Les deux poursuites concernaient l’ex-petite amie, Erica Herman, qui souhaitait être libérée de l’accord de confidentialité qu’elle avait signé au début de sa relation avec Woods en 2017. Il est possible d’être libéré d’un tel accord s’il s’agit d’un accord qui empêche une personne de divulguer des abus sexuels ou du harcèlement.

Il n’y a pas eu de détails ou d’allégations spécifiques et connues contre Woods, mais lorsqu’on lui a demandé directement si le procès concernait le harcèlement sexuel, son représentant a répondu par l’affirmative, sans élaborer.

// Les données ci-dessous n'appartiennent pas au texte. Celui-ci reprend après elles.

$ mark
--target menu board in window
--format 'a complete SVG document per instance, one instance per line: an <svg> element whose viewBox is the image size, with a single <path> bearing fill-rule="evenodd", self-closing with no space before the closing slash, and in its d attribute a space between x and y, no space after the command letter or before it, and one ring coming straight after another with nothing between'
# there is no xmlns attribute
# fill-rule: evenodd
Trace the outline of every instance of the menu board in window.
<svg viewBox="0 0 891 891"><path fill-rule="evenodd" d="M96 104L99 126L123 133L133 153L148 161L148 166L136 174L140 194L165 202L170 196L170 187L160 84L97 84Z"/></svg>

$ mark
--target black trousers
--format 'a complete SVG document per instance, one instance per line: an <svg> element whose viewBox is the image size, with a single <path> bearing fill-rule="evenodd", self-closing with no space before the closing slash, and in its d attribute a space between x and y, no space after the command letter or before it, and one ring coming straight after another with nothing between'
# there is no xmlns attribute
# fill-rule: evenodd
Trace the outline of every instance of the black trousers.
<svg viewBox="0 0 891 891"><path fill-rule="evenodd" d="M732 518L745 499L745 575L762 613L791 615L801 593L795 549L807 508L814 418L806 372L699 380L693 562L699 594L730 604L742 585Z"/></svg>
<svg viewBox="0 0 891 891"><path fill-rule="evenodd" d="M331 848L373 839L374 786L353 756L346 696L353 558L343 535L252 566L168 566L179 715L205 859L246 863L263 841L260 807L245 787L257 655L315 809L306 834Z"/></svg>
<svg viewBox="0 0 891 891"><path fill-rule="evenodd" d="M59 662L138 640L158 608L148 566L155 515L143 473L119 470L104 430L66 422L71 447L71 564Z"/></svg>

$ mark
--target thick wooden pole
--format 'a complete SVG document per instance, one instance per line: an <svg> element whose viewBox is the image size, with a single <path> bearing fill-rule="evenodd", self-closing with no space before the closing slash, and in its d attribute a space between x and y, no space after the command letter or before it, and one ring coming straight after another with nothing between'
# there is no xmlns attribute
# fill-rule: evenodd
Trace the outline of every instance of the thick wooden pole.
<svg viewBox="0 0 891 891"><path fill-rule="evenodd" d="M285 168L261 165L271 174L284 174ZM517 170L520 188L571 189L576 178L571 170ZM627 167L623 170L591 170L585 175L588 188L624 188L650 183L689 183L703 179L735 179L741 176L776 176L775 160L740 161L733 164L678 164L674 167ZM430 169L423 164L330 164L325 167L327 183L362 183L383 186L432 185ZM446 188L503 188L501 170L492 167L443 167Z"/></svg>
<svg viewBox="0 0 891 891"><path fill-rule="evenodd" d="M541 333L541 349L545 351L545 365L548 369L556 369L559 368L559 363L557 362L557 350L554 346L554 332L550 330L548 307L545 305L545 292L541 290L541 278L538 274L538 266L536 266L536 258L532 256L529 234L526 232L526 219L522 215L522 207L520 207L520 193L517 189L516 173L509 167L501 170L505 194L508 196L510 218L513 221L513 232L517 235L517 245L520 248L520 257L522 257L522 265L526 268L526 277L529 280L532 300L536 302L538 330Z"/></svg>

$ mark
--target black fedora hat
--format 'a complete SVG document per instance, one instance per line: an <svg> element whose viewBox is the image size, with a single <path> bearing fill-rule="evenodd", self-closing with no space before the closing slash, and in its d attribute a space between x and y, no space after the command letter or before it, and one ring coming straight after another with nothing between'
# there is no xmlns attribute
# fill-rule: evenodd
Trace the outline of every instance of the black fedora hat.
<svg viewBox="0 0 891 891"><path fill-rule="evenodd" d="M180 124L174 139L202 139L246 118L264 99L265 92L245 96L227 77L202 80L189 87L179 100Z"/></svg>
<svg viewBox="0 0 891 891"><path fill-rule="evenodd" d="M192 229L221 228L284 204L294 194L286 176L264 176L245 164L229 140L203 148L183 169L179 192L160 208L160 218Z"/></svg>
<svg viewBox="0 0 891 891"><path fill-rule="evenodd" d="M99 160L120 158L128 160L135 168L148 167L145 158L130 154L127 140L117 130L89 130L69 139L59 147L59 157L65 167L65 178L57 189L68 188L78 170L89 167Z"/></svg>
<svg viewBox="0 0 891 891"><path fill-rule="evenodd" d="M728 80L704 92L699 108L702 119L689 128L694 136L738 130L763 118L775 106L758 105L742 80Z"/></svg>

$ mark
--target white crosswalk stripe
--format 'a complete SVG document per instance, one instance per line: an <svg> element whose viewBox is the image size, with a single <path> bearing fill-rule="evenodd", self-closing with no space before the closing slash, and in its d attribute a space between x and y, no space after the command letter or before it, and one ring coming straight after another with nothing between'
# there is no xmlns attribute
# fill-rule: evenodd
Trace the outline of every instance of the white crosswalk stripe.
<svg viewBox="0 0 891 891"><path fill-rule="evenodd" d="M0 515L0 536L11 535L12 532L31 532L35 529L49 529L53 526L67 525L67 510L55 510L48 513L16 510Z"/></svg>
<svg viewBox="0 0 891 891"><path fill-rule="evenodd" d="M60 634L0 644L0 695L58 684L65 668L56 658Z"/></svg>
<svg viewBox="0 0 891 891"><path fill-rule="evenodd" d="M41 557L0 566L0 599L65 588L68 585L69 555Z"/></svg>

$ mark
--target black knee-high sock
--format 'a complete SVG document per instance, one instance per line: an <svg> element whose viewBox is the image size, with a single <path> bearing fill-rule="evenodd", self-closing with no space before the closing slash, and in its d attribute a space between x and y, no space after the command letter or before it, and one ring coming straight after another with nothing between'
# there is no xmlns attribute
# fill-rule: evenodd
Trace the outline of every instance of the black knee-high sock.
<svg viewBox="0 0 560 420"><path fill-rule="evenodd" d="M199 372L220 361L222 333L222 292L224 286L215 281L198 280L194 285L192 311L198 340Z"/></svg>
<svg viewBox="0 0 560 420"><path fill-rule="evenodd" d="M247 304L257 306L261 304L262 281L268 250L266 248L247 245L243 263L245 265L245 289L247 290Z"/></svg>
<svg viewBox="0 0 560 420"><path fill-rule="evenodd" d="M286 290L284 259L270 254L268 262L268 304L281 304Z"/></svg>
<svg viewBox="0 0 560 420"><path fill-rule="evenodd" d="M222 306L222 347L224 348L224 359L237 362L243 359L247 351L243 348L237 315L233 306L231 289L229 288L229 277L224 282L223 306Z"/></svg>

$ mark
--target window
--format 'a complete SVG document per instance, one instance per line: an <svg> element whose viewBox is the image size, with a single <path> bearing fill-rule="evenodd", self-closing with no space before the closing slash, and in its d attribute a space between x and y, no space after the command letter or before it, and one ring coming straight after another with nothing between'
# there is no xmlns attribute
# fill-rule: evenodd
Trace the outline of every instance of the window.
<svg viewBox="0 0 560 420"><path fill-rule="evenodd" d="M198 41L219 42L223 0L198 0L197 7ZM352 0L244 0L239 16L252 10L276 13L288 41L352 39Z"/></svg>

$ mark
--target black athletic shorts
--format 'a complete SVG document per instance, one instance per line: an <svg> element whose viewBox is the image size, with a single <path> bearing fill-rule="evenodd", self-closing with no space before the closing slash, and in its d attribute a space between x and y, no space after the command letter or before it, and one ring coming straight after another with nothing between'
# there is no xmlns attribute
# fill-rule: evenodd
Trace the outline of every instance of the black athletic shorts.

Le juge chargé du premier procès a rejeté les allégations. Selon le juge, Mme Herman et son représentant n’ont pas été en mesure de fournir des preuves pour les étayer.

Lorsque la dernière citation à comparaître maintenant retirée, Erica Herman déclare, par l’intermédiaire de son avocat, qu’elle n’a jamais été victime de harcèlement ou d’agression sexuelle de la part de Tiger Woods ou de toute personne travaillant pour lui. Et elle n’a jamais, affirme-t-elle dans sa déclaration, prétendu que c’était le cas.

Herman a géré le restaurant de Tiger Woods avant et pendant un certain temps après qu’ils soient devenus un couple en 2015. La relation a pris fin en octobre de l’année dernière, lorsque Herman affirme qu’elle a été attirée loin de sa résidence – la maison de Woods à Palm Beach. Elle affirme que c’était totalement inattendu et qu’on lui avait promis d’y vivre jusqu’en 2026.